"I Want My Kids to Have a Home"
Meet Anissa Introduced at the Catholic Charities Orange and Sullivan Gala
After a fire burned Anissa and her children out of their inner-city apartment, the difference between their family staying together and being torn apart all came down to whether they could rent a ranch so humble that not a single shrub grew on the lot, so small that its single-car attached garage was boarded up to make more living space.
Catch the powerful story she shared in a video debued at the Catholic Charities Community Services of Orange County gala last week that honored Catholic Charities’ centennial of serving New Yorkers, such as her family, in need.
“I had a fire four years ago and I’ve struggled every step of the way,” she says about her move from Newburgh plagued by poverty and violence to their small but safe Marlboro home.
I could’ve stayed in Newburgh and I could have made it where I’m paying $900 a month and could’ve had mold in my bedroom where my kids are sick sleeping in one room with an electric blanket,” she says, her blond hair pulled tight in a pony tail and her face taught as she explains why she came to Catholic Charities. “Or I can have nothing and put my children in a better environment. Those are the choices I have to make.”

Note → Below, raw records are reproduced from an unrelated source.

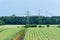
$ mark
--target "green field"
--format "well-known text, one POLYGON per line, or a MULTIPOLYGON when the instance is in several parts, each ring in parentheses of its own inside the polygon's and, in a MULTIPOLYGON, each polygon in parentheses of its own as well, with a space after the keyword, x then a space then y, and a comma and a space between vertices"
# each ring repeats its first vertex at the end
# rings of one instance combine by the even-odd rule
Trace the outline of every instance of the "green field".
POLYGON ((24 28, 0 27, 0 40, 14 40, 20 33, 23 36, 19 40, 60 40, 60 28, 24 28))
POLYGON ((60 40, 60 29, 28 28, 24 40, 60 40))
POLYGON ((0 28, 0 40, 14 40, 25 28, 0 28))

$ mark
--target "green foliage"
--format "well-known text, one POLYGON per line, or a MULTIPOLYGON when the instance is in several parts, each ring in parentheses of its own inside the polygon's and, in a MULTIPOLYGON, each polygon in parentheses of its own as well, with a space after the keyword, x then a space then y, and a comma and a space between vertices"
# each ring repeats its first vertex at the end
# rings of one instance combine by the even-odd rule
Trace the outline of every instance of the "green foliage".
POLYGON ((49 24, 47 24, 47 27, 50 27, 50 25, 49 25, 49 24))
POLYGON ((58 28, 60 28, 60 26, 57 26, 58 28))
POLYGON ((39 27, 42 27, 41 25, 39 25, 39 27))
MULTIPOLYGON (((44 17, 40 16, 40 20, 38 16, 29 16, 29 24, 60 24, 60 16, 52 16, 52 17, 44 17), (38 21, 39 20, 39 21, 38 21)), ((5 24, 26 24, 26 16, 20 17, 15 16, 3 16, 0 17, 0 20, 4 21, 5 24)))
POLYGON ((25 27, 25 28, 29 28, 29 27, 37 27, 37 25, 36 25, 36 24, 29 24, 29 25, 25 25, 24 27, 25 27))
POLYGON ((39 25, 39 27, 40 27, 40 28, 44 28, 45 26, 41 26, 41 25, 39 25))
POLYGON ((30 27, 37 27, 37 25, 36 24, 32 24, 32 25, 30 25, 30 27))
POLYGON ((2 21, 2 20, 0 20, 0 25, 4 25, 5 23, 2 21))

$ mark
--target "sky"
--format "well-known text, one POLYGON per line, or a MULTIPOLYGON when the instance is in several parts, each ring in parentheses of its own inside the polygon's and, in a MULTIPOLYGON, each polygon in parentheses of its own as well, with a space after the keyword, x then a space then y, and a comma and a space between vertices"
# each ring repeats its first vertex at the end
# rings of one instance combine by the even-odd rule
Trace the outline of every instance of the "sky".
POLYGON ((60 0, 0 0, 0 16, 25 16, 29 9, 30 16, 60 16, 60 0))

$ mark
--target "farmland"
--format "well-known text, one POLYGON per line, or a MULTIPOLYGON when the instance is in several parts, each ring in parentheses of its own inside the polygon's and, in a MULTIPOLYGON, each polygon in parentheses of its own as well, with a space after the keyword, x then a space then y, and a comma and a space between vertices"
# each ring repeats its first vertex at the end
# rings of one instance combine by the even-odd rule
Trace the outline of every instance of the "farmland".
POLYGON ((0 40, 60 40, 60 28, 54 27, 54 25, 49 28, 13 26, 5 25, 0 27, 0 40))
POLYGON ((0 28, 0 40, 15 40, 16 36, 24 32, 25 28, 0 28))
POLYGON ((58 28, 28 28, 24 40, 60 40, 58 28))

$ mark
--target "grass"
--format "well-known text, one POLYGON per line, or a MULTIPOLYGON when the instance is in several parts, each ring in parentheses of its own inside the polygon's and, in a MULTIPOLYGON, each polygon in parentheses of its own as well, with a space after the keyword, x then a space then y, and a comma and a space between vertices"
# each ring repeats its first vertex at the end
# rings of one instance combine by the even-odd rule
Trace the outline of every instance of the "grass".
MULTIPOLYGON (((23 26, 23 25, 22 25, 23 26)), ((50 25, 49 28, 24 28, 20 25, 0 26, 0 40, 14 40, 17 35, 25 31, 23 40, 60 40, 59 25, 50 25), (11 27, 10 27, 11 26, 11 27)))
POLYGON ((24 28, 8 28, 0 32, 0 40, 13 40, 22 30, 24 30, 24 28))
POLYGON ((24 40, 60 40, 60 28, 28 28, 24 40))

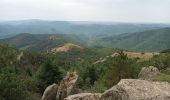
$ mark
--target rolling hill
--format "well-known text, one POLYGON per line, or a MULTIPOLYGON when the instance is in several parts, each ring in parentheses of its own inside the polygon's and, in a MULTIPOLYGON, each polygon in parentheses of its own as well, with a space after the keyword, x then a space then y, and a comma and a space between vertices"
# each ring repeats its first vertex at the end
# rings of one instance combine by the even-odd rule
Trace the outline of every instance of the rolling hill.
MULTIPOLYGON (((15 23, 16 24, 16 23, 15 23)), ((79 24, 79 23, 78 23, 79 24)), ((170 28, 145 30, 140 32, 87 35, 87 34, 29 34, 22 33, 1 39, 0 43, 33 51, 51 51, 67 43, 82 47, 119 48, 132 51, 161 51, 170 48, 170 28)))
POLYGON ((160 51, 170 48, 170 28, 126 33, 99 40, 102 46, 136 51, 160 51))
POLYGON ((1 43, 8 43, 12 47, 27 49, 32 51, 47 51, 52 48, 63 46, 65 43, 75 42, 71 36, 64 34, 30 34, 21 33, 19 35, 1 39, 1 43))

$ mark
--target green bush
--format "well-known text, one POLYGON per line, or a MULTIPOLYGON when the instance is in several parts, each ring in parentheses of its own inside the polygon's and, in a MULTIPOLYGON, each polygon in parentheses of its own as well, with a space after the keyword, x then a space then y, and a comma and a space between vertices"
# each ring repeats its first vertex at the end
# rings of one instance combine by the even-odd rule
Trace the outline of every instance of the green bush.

Families confronted by a crisis often feel helpless. Catholic Charities provides accurate and timely information and referrals, and will help advocate for the services required by a family. Catholic Charities crisis experts help individuals and families plan long-term solutions to immediate problems through counseling and financial assistance.
Anissa Makes the Tough Choice
“If I make $16,000 a year and where I live now it costs me $15,000 to live that means I have a thousand left for electric, gas, food. That’s hard,” she says as she greets her young son and daughter when they jump off the school bus and run into their new home.
“I get $200 in food stamps and at beginning of the month when I get it I buy the bulk of my meat. Then I go to (Catholic Charities) pantries to get canned goods. You just find a way.”
Funds So Tight There’s None Left for Beds
“The Department of Social Services told the parents we had to have something adequate for the kids to sleep on so I went to Catholic Charities. Ally, (the case manager) came up front and she brought me to the back.
“I told her my story she said ‘Oh my God, if you’re going to be the last person we can help this year we’re going to do this.’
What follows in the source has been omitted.